Species richness for each sample was estimated using Chao 1:
$${\text{S}}_{Chao}= {S}_{obs} +\frac{{f}_{1}^{2}}{2{f}_{2}}$$
where SChao is the estimated number of taxa, Sobs is the number of taxa observed, f1 is the number of taxa represented by a single valve, and f2 is the number of the number of taxa represented by two valves (Chao 1984, Gotelli & Colwell 2011). Diversity was calculated using a) the Shannon-Weaver Diversity Index (Shannon 1948, Shannon & Weaver 1963) given by
\({H}^{{\prime }}= -\sum _{i=1}^{k}{p}_{i}\text{l}\text{n}({p}_{i}\))
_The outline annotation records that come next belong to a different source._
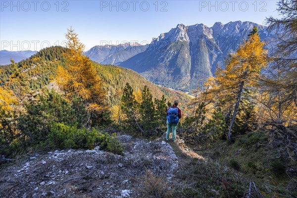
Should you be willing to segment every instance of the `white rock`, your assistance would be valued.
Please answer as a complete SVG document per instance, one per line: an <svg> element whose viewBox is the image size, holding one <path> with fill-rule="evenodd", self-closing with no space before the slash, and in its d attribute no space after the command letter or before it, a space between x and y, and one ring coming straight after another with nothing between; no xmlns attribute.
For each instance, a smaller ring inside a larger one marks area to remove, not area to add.
<svg viewBox="0 0 297 198"><path fill-rule="evenodd" d="M126 184L127 182L128 182L128 180L124 180L122 182L122 184Z"/></svg>
<svg viewBox="0 0 297 198"><path fill-rule="evenodd" d="M47 183L47 185L50 185L53 184L54 184L54 182L53 181L50 181Z"/></svg>
<svg viewBox="0 0 297 198"><path fill-rule="evenodd" d="M131 191L129 190L123 190L121 193L121 196L122 198L130 198L129 194L130 193L131 193Z"/></svg>
<svg viewBox="0 0 297 198"><path fill-rule="evenodd" d="M92 166L87 166L87 169L91 169L92 168L93 168Z"/></svg>
<svg viewBox="0 0 297 198"><path fill-rule="evenodd" d="M22 198L26 198L26 197L27 197L27 193L25 193L24 194L24 195L23 195Z"/></svg>
<svg viewBox="0 0 297 198"><path fill-rule="evenodd" d="M95 153L96 152L96 151L95 150L86 150L86 152L88 153Z"/></svg>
where k is the total number taxa observed and pi is the relative abundance of species i; and b) the Simpson Index of Diversity (Simpson 1949) given by
$$S=1- \sum _{i=1}^{k}\frac{{n}_{i}^{2}}{{N}^{2}}$$
where k is the total number of taxa observed, ni is the number of valves belonging to taxon i, and N is the total number of valves counted (see Morris et al. 2014).
Data analyses
Sigma plot 15.0 was used to determine significant differences in a particular water quality parameter among sites, over time, and to determine relationships among parameters. The data were tested for normality and equality of variance using a Shapiro-Wilk and Brown-Forsythe test, respectively. Significant differences (p ≤ 0.05) in a particular variable among sites and over time were determined using one-way analysis of variance followed by pairwise multiple comparison procedures (p ≤ 0.05). Correlations among measured parameters were determined using Pearson Product Moment correlation test (p ≤ 0.05). A positive correlation between variables was determined by a positive correlation coefficient and p ≤ 0.05; and a negative correlation between variables was determined by a negative correlation coefficient and p ≤ 0.05.
Metal concentrations in the water samples were compared to the Florida ambient water quality standards, including EPA class III water quality criterion values for both freshwater and saltwater/marine (haline; surface chloride concentration ≥ 1500 mg/L) to determine the health of the river at a particular site. A hardness-based adjustment (water hardness of 100 mg CaCO3/L) was made in calculating the freshwater criteria for cadmium.